New Recovery Tool to help with CrowdStrike issue impacting Windows endpoints
techcommunity.microsoft.comReally impressive that they got thru an entire develop, build, approval, and documentation process in just about 2 days. Not that any of those steps are extremely hard for this fix, but I'm always impressed when big corporations can move so fast
I sympathize with the engineers, QA, and everyone involved in getting this out.
I have to imagine it was a lot of long hours, and the testing was insane. The last thing I want to do is put this tool out and it somehow messes things up more.
But glad it’s out. Hopefully it helps with the remaining machines and with any that are being problematic.

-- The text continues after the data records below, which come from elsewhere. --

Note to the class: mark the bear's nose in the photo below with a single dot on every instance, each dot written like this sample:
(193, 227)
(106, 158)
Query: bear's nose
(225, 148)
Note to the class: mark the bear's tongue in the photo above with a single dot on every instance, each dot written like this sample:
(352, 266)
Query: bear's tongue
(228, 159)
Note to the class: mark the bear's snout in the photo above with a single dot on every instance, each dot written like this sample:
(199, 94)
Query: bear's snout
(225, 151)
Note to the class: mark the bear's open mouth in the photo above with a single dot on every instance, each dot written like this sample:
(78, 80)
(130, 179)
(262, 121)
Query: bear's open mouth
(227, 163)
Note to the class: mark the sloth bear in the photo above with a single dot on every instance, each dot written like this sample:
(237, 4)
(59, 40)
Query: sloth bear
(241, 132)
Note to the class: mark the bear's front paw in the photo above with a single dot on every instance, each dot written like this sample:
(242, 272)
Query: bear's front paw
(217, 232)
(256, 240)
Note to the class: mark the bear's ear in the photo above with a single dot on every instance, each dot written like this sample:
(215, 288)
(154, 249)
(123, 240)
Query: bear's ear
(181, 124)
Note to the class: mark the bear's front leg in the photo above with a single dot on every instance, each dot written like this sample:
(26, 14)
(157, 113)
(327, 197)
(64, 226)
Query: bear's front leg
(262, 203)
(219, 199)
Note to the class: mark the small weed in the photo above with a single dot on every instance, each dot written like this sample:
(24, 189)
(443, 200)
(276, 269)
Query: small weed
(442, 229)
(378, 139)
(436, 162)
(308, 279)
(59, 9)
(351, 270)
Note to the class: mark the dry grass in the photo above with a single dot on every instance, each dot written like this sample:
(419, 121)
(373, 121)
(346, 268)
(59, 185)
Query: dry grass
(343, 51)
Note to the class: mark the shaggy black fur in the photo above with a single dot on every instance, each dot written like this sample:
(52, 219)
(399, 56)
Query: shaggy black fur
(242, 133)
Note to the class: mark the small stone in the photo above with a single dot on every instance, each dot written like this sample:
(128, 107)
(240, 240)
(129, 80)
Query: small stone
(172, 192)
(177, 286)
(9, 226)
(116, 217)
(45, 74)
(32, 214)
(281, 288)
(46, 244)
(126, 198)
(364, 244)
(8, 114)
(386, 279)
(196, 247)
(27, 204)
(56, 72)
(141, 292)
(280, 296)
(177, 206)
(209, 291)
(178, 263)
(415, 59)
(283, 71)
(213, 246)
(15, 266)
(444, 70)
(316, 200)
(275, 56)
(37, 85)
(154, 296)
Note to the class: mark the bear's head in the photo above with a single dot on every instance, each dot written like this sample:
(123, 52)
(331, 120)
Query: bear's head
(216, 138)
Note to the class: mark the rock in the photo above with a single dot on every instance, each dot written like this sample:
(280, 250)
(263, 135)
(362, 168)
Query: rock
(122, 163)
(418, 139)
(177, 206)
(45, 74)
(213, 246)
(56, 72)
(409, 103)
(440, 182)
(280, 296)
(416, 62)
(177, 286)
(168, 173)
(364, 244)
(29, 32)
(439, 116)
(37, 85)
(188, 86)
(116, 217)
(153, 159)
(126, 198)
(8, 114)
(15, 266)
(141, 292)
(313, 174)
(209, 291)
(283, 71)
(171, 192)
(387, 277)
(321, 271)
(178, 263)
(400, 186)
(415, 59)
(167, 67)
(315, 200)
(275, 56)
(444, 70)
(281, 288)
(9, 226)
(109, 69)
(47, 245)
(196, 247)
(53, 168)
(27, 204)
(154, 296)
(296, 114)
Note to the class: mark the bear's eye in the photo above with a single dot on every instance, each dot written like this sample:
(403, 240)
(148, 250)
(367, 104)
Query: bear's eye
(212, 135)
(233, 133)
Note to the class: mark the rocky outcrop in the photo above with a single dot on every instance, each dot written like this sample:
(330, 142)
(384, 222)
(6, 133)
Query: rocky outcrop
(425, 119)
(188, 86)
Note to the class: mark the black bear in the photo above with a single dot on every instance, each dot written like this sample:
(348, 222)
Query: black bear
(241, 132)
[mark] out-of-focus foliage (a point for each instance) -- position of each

They probably got an exemption to fast track the release because this is a critical issue. I wouldn't expect testing to be so thorough for a release in 2 days. The exemption is more likely.

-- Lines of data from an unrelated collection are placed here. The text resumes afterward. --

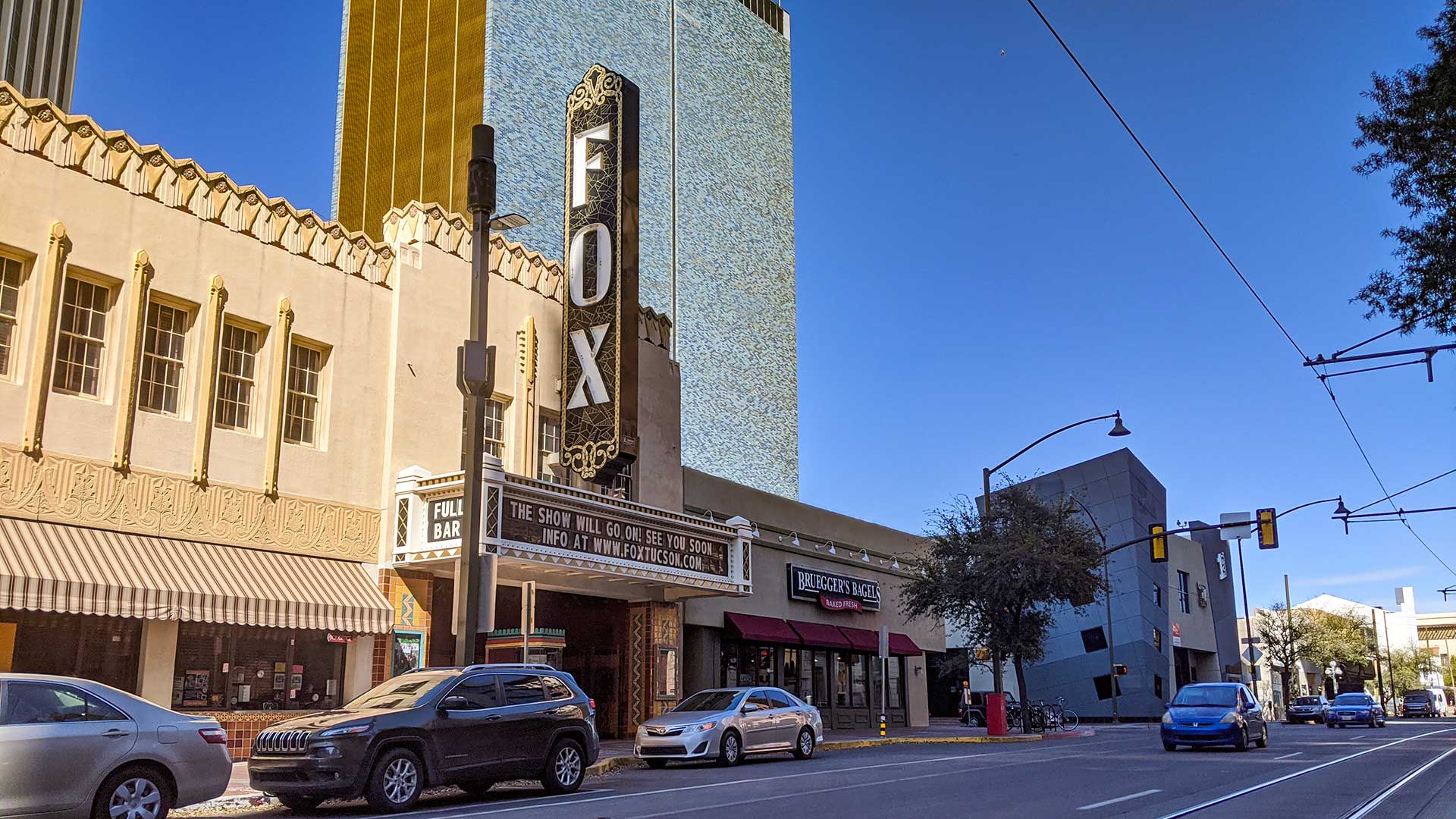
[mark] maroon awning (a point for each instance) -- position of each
(820, 635)
(902, 646)
(761, 629)
(861, 639)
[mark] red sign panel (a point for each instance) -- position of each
(840, 604)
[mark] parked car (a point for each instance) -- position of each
(1354, 708)
(974, 714)
(79, 749)
(1308, 708)
(1420, 704)
(728, 723)
(1215, 713)
(465, 726)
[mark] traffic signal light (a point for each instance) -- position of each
(1269, 528)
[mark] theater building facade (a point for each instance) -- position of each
(231, 466)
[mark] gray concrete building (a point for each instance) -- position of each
(38, 47)
(717, 172)
(1147, 601)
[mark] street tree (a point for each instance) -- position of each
(1410, 134)
(1005, 576)
(1405, 667)
(1288, 635)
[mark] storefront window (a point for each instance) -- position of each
(242, 668)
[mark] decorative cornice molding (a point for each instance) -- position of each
(430, 223)
(91, 493)
(38, 127)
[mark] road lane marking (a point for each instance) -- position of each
(1106, 802)
(1400, 784)
(1286, 777)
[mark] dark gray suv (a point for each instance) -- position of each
(469, 727)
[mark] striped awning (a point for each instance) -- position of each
(52, 567)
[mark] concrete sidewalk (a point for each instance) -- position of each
(617, 754)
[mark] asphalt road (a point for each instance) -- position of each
(1123, 771)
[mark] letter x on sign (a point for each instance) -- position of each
(590, 375)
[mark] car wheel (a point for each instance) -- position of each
(395, 783)
(804, 748)
(476, 787)
(133, 793)
(730, 751)
(565, 767)
(299, 802)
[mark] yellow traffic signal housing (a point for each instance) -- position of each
(1269, 528)
(1159, 542)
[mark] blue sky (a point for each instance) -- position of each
(983, 256)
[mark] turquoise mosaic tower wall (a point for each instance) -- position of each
(731, 295)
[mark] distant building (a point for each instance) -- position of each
(38, 47)
(1172, 623)
(717, 172)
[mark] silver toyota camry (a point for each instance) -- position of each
(79, 749)
(730, 723)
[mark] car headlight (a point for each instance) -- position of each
(347, 730)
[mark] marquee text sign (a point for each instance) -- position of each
(601, 309)
(551, 523)
(835, 592)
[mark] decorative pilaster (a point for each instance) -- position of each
(207, 403)
(142, 273)
(525, 406)
(39, 388)
(283, 340)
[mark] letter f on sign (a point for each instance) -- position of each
(590, 375)
(580, 162)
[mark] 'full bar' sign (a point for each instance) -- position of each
(529, 521)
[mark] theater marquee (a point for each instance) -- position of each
(601, 309)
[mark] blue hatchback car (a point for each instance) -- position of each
(1215, 713)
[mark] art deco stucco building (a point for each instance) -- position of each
(231, 472)
(717, 184)
(38, 47)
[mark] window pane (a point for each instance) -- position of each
(520, 689)
(82, 337)
(479, 691)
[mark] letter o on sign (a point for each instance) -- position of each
(579, 281)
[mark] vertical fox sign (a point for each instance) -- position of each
(601, 306)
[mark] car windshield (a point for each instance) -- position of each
(711, 701)
(400, 692)
(1219, 695)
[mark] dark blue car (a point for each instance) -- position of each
(1356, 710)
(1215, 713)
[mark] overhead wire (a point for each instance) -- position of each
(1232, 265)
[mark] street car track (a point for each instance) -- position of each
(1296, 774)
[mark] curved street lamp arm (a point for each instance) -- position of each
(993, 469)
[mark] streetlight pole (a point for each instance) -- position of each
(1119, 430)
(1107, 592)
(475, 373)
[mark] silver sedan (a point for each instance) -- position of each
(730, 723)
(79, 749)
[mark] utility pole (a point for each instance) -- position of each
(475, 371)
(1379, 676)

I wrote and maintained a tool that was sent to users when something went wrong.
Man was I always afraid and stressed that the tool meant to help users when they were already having a failure was also having a failure.
Surveillance software is top priority of BigCo's nowadays. If they prove to be useful for governments they'll get softer antimonopoly measures.
To be fair, there isn't a whole lot of code there. I wouldn't be surprised if Microsoft had the WinPE generator written already for some other project.
Yeah, WinPE media tools have been around for years. Here is an article from 2021 (although it has been a thing long before then):
https://learn.microsoft.com/en-us/windows-hardware/manufactu...
Still, customizing the toolchain to fit this particular scenario and making sure it works, in two days, is commendable effort.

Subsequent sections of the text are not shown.